If the film gets made in this form, it will be the first time that the Hugheses and Depp have worked together. An earlier plan for the actor to portray Howard Hughes in one of several biopics currently on various burners around Hollywood, seems to have fallen by the wayside.
Meanwhile, the repressed world of Victorian England also seems to be on the mind of Independent Pictures boss Cary Woods, since he has just greenlit a screen adaptation of Oscar Wilde’s novel, The Picture of Dorian Gray.
The film will be updated and set in modern-day Hollywood, where the story of a never-ageing star who keeps a secret portrait showing his true age hidden in an attic shouldn’t be too hard to believe. The director will be Alexander Payne, who recently won a WGA Award for his much-acclaimed movie Election, which he co-scripted (with Nate Goodman) and also directed. The duo will team up again on the Wilde adaptation. Payne has got one other project to do first - either Side Ways for Artisan; or About Schmidt, starring Jack Nicholson, for Columbia - so the Dorian Gray movie won’t be rolling before the end of the year.
It may not have shifted a lot of lucre among les rosbifs (which is what the French call us when they’re feeling the way about us that we do about them when we call them ‘frogs’), but Astérix and Obélix contre César - released in the English-speaking world as Astérix Versus Caesar - was a huge hit in France (where it took $52 million against an estimated production budget of $48 million), and a medium-sized hit elsewhere in Europe (about $45 million). So a follow-up - the movie business apparently doesn’t like the word ‘sequel’ at the moment - was always on the cards.
Although the series’ creators, René Goscinny and Albert Uderzo were, in fact, Belgian, the original movie, despite the presence of Roberto Benigni as Caesar, was a very French affair, with Gérard Depardieu and Christian Clavier in the lead roles.

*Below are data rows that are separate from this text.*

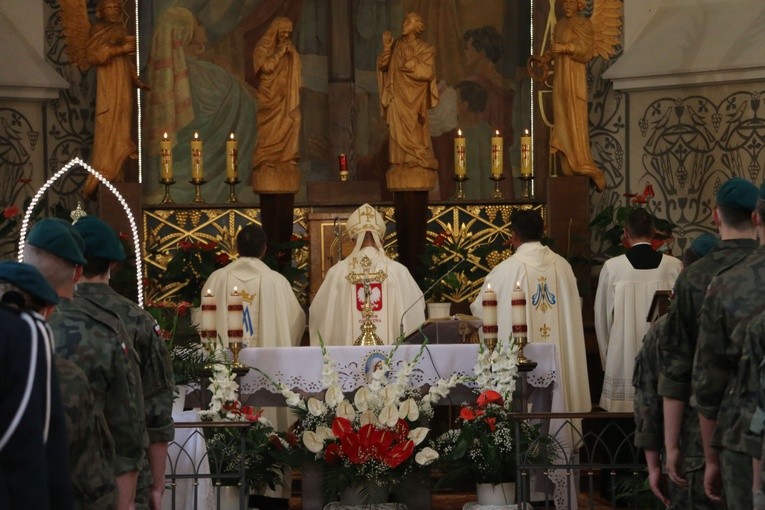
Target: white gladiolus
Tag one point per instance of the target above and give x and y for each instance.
(316, 407)
(425, 456)
(312, 441)
(418, 435)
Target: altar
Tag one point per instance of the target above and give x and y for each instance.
(300, 369)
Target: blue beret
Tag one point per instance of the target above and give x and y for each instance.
(53, 235)
(704, 244)
(28, 278)
(738, 193)
(101, 240)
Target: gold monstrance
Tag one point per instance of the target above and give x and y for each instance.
(368, 336)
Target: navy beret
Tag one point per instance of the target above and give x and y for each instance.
(28, 278)
(101, 240)
(53, 235)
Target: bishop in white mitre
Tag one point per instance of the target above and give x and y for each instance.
(335, 314)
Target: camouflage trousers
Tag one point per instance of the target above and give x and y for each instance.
(737, 479)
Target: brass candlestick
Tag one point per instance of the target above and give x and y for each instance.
(460, 193)
(167, 199)
(232, 192)
(497, 192)
(526, 189)
(198, 190)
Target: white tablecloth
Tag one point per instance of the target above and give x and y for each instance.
(299, 368)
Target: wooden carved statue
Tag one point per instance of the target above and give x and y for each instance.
(108, 46)
(575, 41)
(407, 84)
(277, 66)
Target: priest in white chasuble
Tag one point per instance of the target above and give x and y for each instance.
(553, 307)
(272, 315)
(335, 312)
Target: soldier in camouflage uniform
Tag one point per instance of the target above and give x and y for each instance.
(736, 199)
(102, 251)
(91, 450)
(734, 296)
(94, 346)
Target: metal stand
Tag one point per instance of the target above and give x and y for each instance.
(497, 193)
(232, 192)
(167, 199)
(198, 190)
(460, 193)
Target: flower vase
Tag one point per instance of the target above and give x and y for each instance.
(499, 494)
(364, 495)
(439, 310)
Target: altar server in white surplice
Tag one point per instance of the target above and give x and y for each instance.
(553, 307)
(626, 287)
(335, 312)
(272, 316)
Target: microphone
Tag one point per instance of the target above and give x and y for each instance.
(450, 271)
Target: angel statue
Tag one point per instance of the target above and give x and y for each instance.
(107, 46)
(575, 41)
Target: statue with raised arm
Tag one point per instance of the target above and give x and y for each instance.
(276, 65)
(576, 40)
(108, 46)
(407, 83)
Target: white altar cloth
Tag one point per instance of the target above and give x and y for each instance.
(299, 368)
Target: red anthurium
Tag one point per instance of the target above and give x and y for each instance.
(341, 427)
(399, 453)
(489, 397)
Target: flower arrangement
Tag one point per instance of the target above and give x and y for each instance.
(263, 448)
(374, 439)
(484, 447)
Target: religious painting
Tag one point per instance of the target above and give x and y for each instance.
(199, 59)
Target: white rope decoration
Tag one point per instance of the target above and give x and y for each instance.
(125, 206)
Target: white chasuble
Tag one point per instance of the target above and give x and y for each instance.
(336, 310)
(271, 314)
(553, 312)
(621, 308)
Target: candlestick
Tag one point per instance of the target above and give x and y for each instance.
(460, 161)
(231, 155)
(496, 154)
(197, 162)
(166, 159)
(526, 168)
(490, 328)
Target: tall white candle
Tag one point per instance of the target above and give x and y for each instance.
(518, 305)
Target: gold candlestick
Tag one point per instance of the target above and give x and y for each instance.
(232, 192)
(497, 192)
(460, 193)
(167, 199)
(198, 190)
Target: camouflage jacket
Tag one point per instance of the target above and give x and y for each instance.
(154, 359)
(97, 348)
(91, 449)
(733, 297)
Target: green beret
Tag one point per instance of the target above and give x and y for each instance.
(101, 240)
(704, 244)
(28, 278)
(738, 193)
(51, 234)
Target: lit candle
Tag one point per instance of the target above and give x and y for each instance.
(518, 306)
(197, 170)
(460, 162)
(526, 169)
(231, 153)
(235, 319)
(166, 157)
(209, 309)
(489, 313)
(342, 161)
(496, 155)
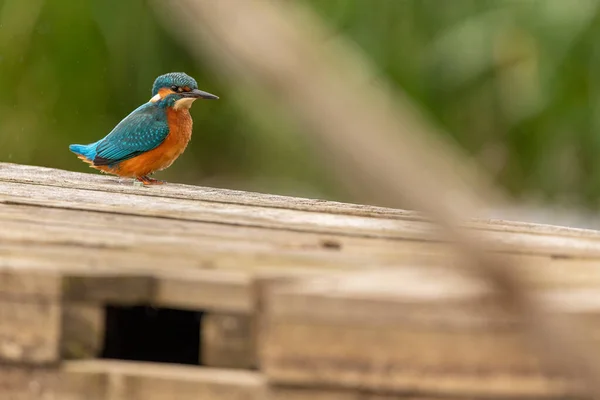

Clavier, in case you are scratching your xenophobic heads, is almost as big (in the box-office sense) as Depardieu on his home turf, having starred in the two Visiteurs films. And they still hold most of the box-office records in France, despite the extraordinary recent performance of another film-with-the-same-title-as-an-earlier-one, Taxi 2.
Anyway, the irascible, diminutive Gaul and his monument-toting sidekick are scheduled to go back in front of the cameras towards the end of the summer, when production starts on Astérix et Cléopatre. Clavier and Depardieu will be returning to the fray but, at time of going to press, there was no word on who would be playing Cleopatra. I guess if the first film had been a worldwide hit, we could have expected a Hollywood actress for the one-that-came-after. But it wasn’t, so my money would be on Monica Bellucci.
Astérix et Cléopatre will film in France, Morocco and Malta. Veteran French director Claude Berri will again produce, with actor Alain Chabat taking over from Claude Zidi behind the camera.